Excerpt from Ellsberg's Memoir, Secrets

Preface

Prologue: Vietnam 1961

The Most Dangerous Man in America - Secrets, Ellsberg Memoir Book Cover

Ellsberg, Daniel. Secrets. Penguin, 2003.

In the fall of 1961 it didn't take very long to discover in Vietnam that we weren't likely to be successful there. It took me less than a week, on my first visit. With the right access, talking to the right people, you could get the picture pretty quickly. You didn't have to speak Vietnamese, or know Asian history or philosophy or culture, to learn that nothing we were trying to do was working or was likely to get better. I read somewhere you don't have to be an ichthyologist to know when a fish stinks.

It helped that I was part of a high-level Pentagon task force, visiting the Military Assistance Advisory Group (MAAG) in Vietnam with a "go anywhere, see anything" kind of clearance. The chief of MAAG, General Lionel McGarr, told his staff members to help us any way they could and to speak frankly. One colonel in particular whom I talked to was near the end of his tour and inclined to pass on what he had learned in-country to someone who might have the ear of folks in Washington. He opened MAAG's files to me and pulled out piles of folders, and I stayed up half the night several nights in a row reading plans and reports and analyses of our programs in Vietnam and their prospects. The smell of rot, of failure, lay all over them, and my colonel friend made no attempt to pretend otherwise.

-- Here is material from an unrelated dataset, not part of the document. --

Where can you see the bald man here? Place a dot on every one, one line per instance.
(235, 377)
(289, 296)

He told me -- and the documents and what I heard from his colleagues supported it -- that under President Ngo Dinh Diem, the dictatorial leader we had essentially chosen for South Vietnam seven years earlier, the Communists would almost surely take power eventually, probably within a year or two. If Diem was deposed in a coup -- one had almost succeeded the year before -- the Communists would probably win even faster. His reasoning was informed and complex; my notes of our discussions are filled with diagrams of "vicious circles," a whole network of them. It was persuasive.

Most of the MAAG officers agreed with him, and with many Vietnamese officials, that the only thing that would change this prospect in the short run would be American combat forces on a large scale. (The Geneva Accords of 1954 permitted only some 350 American military "advisers" in the country, although by various subterfuges some 700 were present, none in American combat units.) But even American divisions, this colonel believed, would only postpone the same outcome. The Communists would govern soon after our forces left, whenever that might be.

This was not good news to me. I was a dedicated cold warrior, in fact a professional one. I had been anti-Soviet since the Czech coup and the Berlin blockade in 1948, my last year of high school, and the Korean War while I was a student at Harvard a couple of years later. For my military service I had chosen the Marine Corps and spent three years as an infantry officer. After the Marines I returned to Harvard as a graduate fellow and then went to the Rand Corporation, a nonprofit research organization whose entire focus was the military aspects of the cold war. My own work up to 1961 had been mainly on deterring a surprise nuclear attack from the Soviet Union. I should have liked nothing better than to hear that South Vietnam was a place where Soviet-backed Communists were going to be defeated, with our help. But the colonel's arguments persuaded me that this was not that place.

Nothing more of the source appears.